As stated above, merchandise for purposes of these statutory requirements “means goods, wares, and chattels of every description, and includes merchandise the importation of which is prohibited, and monetary instruments as defined in section 5312 of Title 31.” 19 U.S.C. § 1401(c). However, merchandise does not include the equipment of a vessel so long as it is used by that vessel. Such articles have been defined as those which are "...necessary and appropriate for the navigation, operation or maintenance of the vessel and for the comfort and safety of the persons on board." See Headquarters Ruling Letter 114298, dated July 7, 1998 quoting Treasury Decision (“T.D.”) 49815(4), March 13, 1939. Whether such articles constitute vessel equipment is a case-by-case determination. See Headquarters Ruling Letter 115938, dated April, 1, 2003; Headquarters Ruling Letter 114487, dated October 19, 1998. CBP has specifically ruled that "vessel equipment placed aboard a vessel at one U.S. port may be removed from the vessel at another U.S. port at a later date without violation of the coastwise laws." See Headquarters Ruling Letter 113137, dated June 27, 1994; Headquarters Ruling Letter 115938, dated April, 1, 2003.

In Headquarters Ruling Letter 115356, dated May 22, 2001, a non-coastwise-qualified power barge was retrofitted with electric generating equipment in Mississippi. When the equipment, which was welded to the deck, was unladen in Oregon, CBP held that since the generating equipment was integral to the operation of the vessel as a power barge and since the equipment was transported aboard the vessel on which it was used, it was vessel equipment that could be unladen and uninstalled from the barge without violating the Jones Act, 46 U.S.C. § 55102.

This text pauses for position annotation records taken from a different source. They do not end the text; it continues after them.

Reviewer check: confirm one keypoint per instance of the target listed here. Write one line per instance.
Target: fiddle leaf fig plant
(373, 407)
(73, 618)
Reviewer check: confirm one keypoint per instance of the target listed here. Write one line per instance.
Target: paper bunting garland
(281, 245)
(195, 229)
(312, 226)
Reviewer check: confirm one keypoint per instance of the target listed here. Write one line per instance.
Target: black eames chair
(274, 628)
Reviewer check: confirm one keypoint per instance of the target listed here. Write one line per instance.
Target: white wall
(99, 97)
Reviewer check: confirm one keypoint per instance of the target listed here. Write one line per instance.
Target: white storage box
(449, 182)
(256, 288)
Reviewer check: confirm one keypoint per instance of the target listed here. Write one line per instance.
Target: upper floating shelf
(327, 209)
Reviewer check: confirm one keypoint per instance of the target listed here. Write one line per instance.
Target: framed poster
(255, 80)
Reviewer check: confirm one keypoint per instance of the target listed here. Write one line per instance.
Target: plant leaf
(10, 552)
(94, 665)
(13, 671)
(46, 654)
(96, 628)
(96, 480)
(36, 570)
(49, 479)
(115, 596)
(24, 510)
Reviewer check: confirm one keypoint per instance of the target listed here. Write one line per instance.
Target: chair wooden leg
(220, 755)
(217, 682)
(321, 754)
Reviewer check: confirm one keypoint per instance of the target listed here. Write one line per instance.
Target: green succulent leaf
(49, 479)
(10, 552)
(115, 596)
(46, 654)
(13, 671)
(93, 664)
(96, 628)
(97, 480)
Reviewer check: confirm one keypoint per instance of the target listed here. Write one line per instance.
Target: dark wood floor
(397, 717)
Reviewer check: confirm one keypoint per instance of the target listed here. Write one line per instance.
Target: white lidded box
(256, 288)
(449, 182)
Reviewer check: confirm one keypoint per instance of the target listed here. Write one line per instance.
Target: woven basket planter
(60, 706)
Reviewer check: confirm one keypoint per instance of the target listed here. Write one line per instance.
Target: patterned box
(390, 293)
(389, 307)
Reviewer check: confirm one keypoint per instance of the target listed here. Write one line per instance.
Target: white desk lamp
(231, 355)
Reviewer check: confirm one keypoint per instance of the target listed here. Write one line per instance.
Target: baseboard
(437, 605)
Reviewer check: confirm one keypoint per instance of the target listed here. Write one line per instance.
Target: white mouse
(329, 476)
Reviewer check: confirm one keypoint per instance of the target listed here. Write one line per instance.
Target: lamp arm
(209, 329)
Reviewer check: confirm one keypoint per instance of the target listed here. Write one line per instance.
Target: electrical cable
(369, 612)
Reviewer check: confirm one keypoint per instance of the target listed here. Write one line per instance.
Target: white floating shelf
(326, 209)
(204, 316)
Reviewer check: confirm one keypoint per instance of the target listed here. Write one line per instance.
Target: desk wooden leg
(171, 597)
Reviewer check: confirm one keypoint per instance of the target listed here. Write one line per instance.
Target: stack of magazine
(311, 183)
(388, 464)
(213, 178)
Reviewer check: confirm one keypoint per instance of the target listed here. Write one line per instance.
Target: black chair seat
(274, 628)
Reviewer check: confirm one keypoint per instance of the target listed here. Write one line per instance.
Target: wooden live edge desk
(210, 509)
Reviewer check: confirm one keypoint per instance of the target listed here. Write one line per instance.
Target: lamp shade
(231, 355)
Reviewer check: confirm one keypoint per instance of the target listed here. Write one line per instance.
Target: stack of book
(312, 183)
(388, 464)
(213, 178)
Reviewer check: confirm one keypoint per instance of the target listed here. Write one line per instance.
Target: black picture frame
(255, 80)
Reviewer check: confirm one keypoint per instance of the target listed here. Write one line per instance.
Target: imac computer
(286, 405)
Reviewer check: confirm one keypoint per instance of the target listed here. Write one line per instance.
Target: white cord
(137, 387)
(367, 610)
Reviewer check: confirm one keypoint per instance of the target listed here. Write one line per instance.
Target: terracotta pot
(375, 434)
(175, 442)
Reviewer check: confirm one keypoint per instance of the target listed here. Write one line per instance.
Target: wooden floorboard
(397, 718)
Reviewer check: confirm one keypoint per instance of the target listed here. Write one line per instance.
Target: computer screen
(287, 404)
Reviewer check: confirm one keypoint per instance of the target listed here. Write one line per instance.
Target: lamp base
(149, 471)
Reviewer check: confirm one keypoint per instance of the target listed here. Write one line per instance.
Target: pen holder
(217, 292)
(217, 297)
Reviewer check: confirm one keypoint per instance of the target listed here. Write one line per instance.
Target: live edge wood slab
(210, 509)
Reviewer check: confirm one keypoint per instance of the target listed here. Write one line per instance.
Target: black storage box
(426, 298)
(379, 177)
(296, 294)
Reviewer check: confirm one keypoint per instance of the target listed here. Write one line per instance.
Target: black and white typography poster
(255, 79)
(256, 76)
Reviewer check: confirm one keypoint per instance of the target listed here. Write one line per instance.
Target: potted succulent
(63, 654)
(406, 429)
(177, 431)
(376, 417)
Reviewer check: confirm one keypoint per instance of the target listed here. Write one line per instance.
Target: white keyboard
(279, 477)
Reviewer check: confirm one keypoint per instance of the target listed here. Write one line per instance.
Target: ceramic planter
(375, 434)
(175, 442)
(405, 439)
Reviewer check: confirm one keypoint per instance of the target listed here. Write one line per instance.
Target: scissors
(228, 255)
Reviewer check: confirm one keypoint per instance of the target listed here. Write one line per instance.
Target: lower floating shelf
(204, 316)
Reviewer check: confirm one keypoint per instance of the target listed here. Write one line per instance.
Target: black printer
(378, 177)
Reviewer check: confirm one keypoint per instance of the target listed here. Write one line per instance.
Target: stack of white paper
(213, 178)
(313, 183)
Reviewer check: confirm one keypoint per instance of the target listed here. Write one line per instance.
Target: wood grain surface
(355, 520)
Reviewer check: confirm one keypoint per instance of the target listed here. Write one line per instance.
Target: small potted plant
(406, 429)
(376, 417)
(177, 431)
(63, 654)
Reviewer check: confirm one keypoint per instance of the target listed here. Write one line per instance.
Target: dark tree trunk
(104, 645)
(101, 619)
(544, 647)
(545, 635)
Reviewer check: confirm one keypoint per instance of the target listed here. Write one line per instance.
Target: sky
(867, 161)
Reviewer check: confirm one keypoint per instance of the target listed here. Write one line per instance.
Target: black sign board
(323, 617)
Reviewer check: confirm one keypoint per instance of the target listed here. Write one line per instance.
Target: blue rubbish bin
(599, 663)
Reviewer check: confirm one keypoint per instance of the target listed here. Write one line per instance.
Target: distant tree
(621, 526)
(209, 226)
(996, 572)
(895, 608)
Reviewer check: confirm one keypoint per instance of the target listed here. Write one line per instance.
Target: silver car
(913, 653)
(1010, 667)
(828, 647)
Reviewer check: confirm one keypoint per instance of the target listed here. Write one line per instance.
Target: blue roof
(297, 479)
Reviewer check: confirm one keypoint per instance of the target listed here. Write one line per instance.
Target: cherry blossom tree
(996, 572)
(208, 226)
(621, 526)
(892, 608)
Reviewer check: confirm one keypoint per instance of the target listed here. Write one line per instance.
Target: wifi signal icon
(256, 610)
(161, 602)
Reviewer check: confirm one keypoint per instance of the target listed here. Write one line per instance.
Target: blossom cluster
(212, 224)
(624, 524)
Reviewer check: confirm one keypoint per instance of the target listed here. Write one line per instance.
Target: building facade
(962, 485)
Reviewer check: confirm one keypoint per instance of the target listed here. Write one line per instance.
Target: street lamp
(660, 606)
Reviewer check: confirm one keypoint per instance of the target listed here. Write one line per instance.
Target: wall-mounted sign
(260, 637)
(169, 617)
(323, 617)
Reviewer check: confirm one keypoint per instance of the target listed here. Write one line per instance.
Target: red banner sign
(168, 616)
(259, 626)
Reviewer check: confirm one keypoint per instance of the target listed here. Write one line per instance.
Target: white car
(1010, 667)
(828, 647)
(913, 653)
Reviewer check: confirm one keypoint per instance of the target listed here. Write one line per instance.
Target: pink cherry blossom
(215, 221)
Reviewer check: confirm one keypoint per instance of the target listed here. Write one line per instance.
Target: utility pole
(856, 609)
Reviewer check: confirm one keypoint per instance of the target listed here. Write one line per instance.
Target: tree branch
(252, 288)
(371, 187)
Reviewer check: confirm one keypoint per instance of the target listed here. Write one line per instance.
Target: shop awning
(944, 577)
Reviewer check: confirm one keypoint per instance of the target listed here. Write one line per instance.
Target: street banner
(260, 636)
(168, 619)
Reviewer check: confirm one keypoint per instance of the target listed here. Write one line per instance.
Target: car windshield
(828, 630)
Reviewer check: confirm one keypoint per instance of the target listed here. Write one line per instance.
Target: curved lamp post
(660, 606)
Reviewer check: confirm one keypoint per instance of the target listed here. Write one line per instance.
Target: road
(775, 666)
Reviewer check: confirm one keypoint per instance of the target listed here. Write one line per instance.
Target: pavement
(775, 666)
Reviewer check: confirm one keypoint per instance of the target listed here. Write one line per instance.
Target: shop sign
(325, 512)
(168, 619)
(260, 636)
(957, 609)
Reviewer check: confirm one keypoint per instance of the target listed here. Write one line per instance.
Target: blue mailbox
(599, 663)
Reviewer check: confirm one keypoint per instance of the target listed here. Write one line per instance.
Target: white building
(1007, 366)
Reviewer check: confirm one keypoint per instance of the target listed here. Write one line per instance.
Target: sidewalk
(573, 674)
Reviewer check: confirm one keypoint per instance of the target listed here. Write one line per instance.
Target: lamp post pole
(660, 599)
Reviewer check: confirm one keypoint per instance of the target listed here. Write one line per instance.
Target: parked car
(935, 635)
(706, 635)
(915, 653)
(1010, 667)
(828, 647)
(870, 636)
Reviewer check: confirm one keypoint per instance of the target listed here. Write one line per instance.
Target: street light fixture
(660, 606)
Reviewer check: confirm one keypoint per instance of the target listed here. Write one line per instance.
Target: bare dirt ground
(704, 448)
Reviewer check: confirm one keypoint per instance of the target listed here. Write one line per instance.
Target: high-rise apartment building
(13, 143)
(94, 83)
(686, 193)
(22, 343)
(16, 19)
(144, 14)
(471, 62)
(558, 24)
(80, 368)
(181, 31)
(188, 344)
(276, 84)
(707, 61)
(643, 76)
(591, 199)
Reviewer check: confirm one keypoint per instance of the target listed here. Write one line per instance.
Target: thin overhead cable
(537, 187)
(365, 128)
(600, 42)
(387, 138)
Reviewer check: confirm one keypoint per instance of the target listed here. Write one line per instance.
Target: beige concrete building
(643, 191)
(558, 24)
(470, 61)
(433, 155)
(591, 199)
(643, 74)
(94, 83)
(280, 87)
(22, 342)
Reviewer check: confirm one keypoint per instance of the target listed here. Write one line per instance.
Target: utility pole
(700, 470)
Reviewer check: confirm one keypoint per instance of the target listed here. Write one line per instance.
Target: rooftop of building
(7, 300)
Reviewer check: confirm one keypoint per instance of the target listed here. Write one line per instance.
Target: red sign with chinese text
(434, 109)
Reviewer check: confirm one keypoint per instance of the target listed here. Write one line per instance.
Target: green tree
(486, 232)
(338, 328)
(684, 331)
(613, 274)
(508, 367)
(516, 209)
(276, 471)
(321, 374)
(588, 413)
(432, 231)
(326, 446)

CBP has consistently held that vessel equipment consists of articles necessary to carry out a vessel’s functions. See Headquarters Ruling Letter 112218, dated July 22, 1992 (equipment transported aboard non-coastwise-qualified oil and gas well drilling, workover and service barges used to remove broken tools from a well shaft, perform well cleaning and other tasks is vessel equipment since it is necessary to the work of the vessel); Headquarters Ruling Letter 103995, dated July 16, 1979 (the carriage of cement on a non-coastwise-qualified barge engaged in oil well stimulation is vessel equipment given that the purpose of the vessel is the blending, mixing, and placing of cement in the wells). In the present case, the subject barge’s function, for the period of the charter, is to operate as an exhibit hall. In order to accomplish this purpose, it is necessary to modify the structure of the barge’s deck. The exhibit hall structure, essentially the bolted or welded customized shipping containers, is integral to the operation of the vessel as an exhibit hall. Consequently, the structure, which is transported aboard the vessel on which it is used, constitutes vessel equipment as defined in T.D. 49815(4), not merchandise as defined in 19 U.S.C. § 1401(c). As a result, no violation of 46 U.S.C. § 55102 exists if the structure is unladen at a different coastwise point than the point of lading.

HOLDING

The proposed use of the non-coastwise-qualified barge and coastwise-qualified tug does not constitute an engagement in coastwise trade for purposes of 46 U.S.C. §§ 55102 and 55103.

The subject exhibit hall structure constitutes vessel equipment, not merchandise. Accordingly, the coastwise transportation of the subject structure does not constitute a violation of 46 U.S.C. § 55102.